I have been collecting wood for over 50 years, which is why Luthiers Supplies is a kind of (untidy) museum of wood, most useful, but some just collected out of interest. The woods listed are the regular repertoire of what is needed, so it’s always worth asking for unusual things. Some come and go, and some like Tasmanian timbers have just arrived!
We often photograph what is unique or difficult to describe, also bear in mind that we convert much of our stock here, so offer a custom cutting, planing and sanding service.
The timber descriptions which follow are based on my experience. Consequently there is much more to be discovered by further reading.
Please do bear in mind that timber has a surprising/annoying facility for not conforming to descriptions or expectations.
Timbers like Mahogany and Indian Rosewood are sufficiently valuable, and endangered, to have been replanted, sometimes outside their original range. There are big differences between the old growth timber, usually both denser and deeper in colour, and faster grown plantation timber.
In some cases two samples or pictures, are necessary. Timber that shows strong medullary ray figure e.g – London Plane looks very different when tangentially sawn or flat sawn, drab and almost featureless, but when radically ‘quarter sawn’ (known as ‘lacewood’) it can look spectacular.
A Database of our stocked woods
London Plane (Lacewood)
Quite tough to saw and plane, but worth it when it is quarter sawn, with a very showy, medullary ray figure. Uses similar to Maple.
We usually see Madrone only as a burl or burr, valued as decorative veneer or guitar facings. It is difficult to dry so is ‘cooked’ or steamed to ensure stability.
Understandably a favourite for centuries. Great stability and working properties. Big old growth material yields the best timber for necks, but supply now is from old stocks from 20 years or more. Honduras Mahogany can be less dense, whereas what is known as Cuban Mahogany is super dense, only available when salvaged from antique furniture.
Mahogany – African Mahogany (Khaya)
Not true Mahogany, but material from bigger trees yields wide stable boards and is more widely available. Good for necks and solid bodies, but not so fine or as stable as true Mahogany when cut for back & sides.

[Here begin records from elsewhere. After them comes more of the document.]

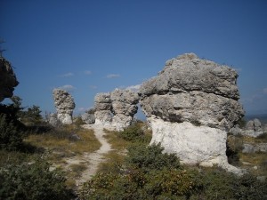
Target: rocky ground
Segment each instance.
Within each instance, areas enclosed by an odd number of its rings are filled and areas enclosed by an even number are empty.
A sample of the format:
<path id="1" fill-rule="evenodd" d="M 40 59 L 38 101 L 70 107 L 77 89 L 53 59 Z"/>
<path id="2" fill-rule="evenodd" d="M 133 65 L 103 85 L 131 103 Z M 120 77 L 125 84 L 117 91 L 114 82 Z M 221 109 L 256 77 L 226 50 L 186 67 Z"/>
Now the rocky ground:
<path id="1" fill-rule="evenodd" d="M 109 153 L 111 150 L 110 144 L 103 137 L 105 132 L 103 127 L 95 124 L 85 124 L 84 128 L 93 129 L 94 131 L 95 137 L 101 143 L 101 147 L 95 152 L 88 154 L 84 153 L 80 156 L 76 156 L 65 159 L 67 164 L 65 168 L 69 168 L 71 164 L 85 164 L 86 169 L 83 171 L 78 179 L 76 180 L 76 185 L 81 186 L 84 182 L 90 180 L 97 172 L 98 165 L 104 161 L 104 154 Z"/>

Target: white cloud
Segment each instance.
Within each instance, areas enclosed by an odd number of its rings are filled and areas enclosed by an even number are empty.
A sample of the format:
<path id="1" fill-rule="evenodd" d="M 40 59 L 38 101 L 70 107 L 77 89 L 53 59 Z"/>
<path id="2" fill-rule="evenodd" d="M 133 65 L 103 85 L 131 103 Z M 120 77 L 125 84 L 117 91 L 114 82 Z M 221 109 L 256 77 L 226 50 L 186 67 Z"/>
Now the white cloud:
<path id="1" fill-rule="evenodd" d="M 120 75 L 118 74 L 109 74 L 109 75 L 107 75 L 107 78 L 117 78 L 117 77 L 119 77 Z"/>
<path id="2" fill-rule="evenodd" d="M 90 89 L 93 89 L 93 90 L 94 90 L 94 89 L 96 89 L 96 88 L 97 88 L 97 86 L 96 86 L 96 85 L 90 85 L 89 87 L 90 87 Z"/>
<path id="3" fill-rule="evenodd" d="M 130 90 L 130 91 L 133 91 L 133 92 L 138 92 L 140 87 L 141 87 L 141 84 L 131 85 L 131 86 L 126 87 L 125 90 Z"/>
<path id="4" fill-rule="evenodd" d="M 74 86 L 72 86 L 70 84 L 65 84 L 65 85 L 61 86 L 59 88 L 61 89 L 61 90 L 69 91 L 69 92 L 73 91 L 73 90 L 76 89 L 76 87 L 74 87 Z"/>
<path id="5" fill-rule="evenodd" d="M 92 71 L 90 71 L 90 70 L 85 70 L 85 75 L 92 75 Z"/>
<path id="6" fill-rule="evenodd" d="M 63 74 L 63 75 L 61 75 L 60 76 L 61 76 L 61 77 L 69 77 L 69 76 L 74 76 L 73 73 L 69 72 L 69 73 Z"/>

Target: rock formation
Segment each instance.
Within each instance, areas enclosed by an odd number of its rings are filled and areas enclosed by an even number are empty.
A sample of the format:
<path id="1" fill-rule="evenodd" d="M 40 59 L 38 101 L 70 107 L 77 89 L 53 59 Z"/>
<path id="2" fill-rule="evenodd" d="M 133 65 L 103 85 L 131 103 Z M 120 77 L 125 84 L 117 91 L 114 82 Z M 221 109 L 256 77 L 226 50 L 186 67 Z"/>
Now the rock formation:
<path id="1" fill-rule="evenodd" d="M 94 97 L 95 124 L 110 125 L 112 121 L 110 93 L 97 93 Z"/>
<path id="2" fill-rule="evenodd" d="M 122 131 L 133 122 L 139 96 L 129 90 L 116 89 L 110 93 L 98 93 L 94 98 L 95 124 Z"/>
<path id="3" fill-rule="evenodd" d="M 0 57 L 0 102 L 13 95 L 14 87 L 19 84 L 9 61 Z"/>
<path id="4" fill-rule="evenodd" d="M 110 95 L 112 112 L 112 126 L 117 131 L 131 125 L 133 117 L 137 113 L 139 96 L 129 90 L 116 89 Z"/>
<path id="5" fill-rule="evenodd" d="M 141 107 L 161 143 L 182 162 L 218 164 L 233 172 L 226 156 L 227 131 L 244 115 L 237 72 L 194 53 L 166 61 L 140 89 Z"/>
<path id="6" fill-rule="evenodd" d="M 81 117 L 86 124 L 93 124 L 95 122 L 94 114 L 84 113 Z"/>
<path id="7" fill-rule="evenodd" d="M 68 92 L 61 89 L 54 89 L 53 94 L 58 119 L 64 124 L 72 124 L 72 113 L 75 108 L 73 98 Z"/>

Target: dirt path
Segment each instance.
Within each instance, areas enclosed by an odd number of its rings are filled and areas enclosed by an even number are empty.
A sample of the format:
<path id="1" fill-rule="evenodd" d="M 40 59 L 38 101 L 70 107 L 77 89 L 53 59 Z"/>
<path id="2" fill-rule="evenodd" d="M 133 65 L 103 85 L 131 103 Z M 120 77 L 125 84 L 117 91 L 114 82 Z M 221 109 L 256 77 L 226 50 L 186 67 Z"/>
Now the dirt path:
<path id="1" fill-rule="evenodd" d="M 81 177 L 76 180 L 76 185 L 81 186 L 84 182 L 90 180 L 97 172 L 97 168 L 100 163 L 103 162 L 103 154 L 111 150 L 110 145 L 107 140 L 103 137 L 105 132 L 103 127 L 99 125 L 83 125 L 84 128 L 93 129 L 94 131 L 95 137 L 101 143 L 101 147 L 93 153 L 85 153 L 78 156 L 69 157 L 66 159 L 67 166 L 71 164 L 78 164 L 85 163 L 87 165 L 87 169 L 82 172 Z"/>

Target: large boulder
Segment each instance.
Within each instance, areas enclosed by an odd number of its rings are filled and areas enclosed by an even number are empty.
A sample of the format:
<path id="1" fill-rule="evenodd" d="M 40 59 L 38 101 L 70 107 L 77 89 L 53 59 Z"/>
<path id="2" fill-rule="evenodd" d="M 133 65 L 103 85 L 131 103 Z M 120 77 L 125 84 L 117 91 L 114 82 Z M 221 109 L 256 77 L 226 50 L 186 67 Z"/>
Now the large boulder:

N.B many timbers are Mahogany colour, e.g – Luan, Utile & Sapele, most are inferior to true Mahogany, though Utile can make very straight strong neck material. Sapele is best avoided as the alternating stripy grain is difficult to plane and bend.
Works well for a dense wood. Finer, closer grain than Mahogany. Good for backs & sides, but limited supply, and can provoke an allergic reaction.
Tough and hard but easy enough to work. It can move drastically when re-sawing thick material, as kilning tends to lock in tensions, both cupping across and bowing along the length are likely. This is the Maple that sometimes produces bird eye and ‘curly’ figure. Nearly always flat sawn, so quarter sawn has to be a special order. It also looks good when thermally treated, which stabilises and produces a lovely mid brown, although this process tends to make the timber more brittle. Close even grain, straight material, with no re-sawing, results in a cheap strong neck. The pragmatic Mr Fender made necks so simple by using 1” material and scooping out a bit.
Maple – Big Leaf Maple
Light, fast growing and duller than hard maple, unless it produces the ‘quilt’ figure which transforms it into spectacular 3D patterns. The quilt grows a narrow band around the tree, so is flat or slab sawn with usually no more than 2” of quilt being produced.
Maple – British Field Maple
Very similar to US Maple, lovely close smooth texture, but often small dimensions and not common. Sycamore is therefore our most important Maple which seems to thrive almost anywhere.
Maple – Red Maple
Has the widest range in the USA, typically softer than Rock Maple and shows brown flecks. Useful in making solid bodies but not often imported into Britain.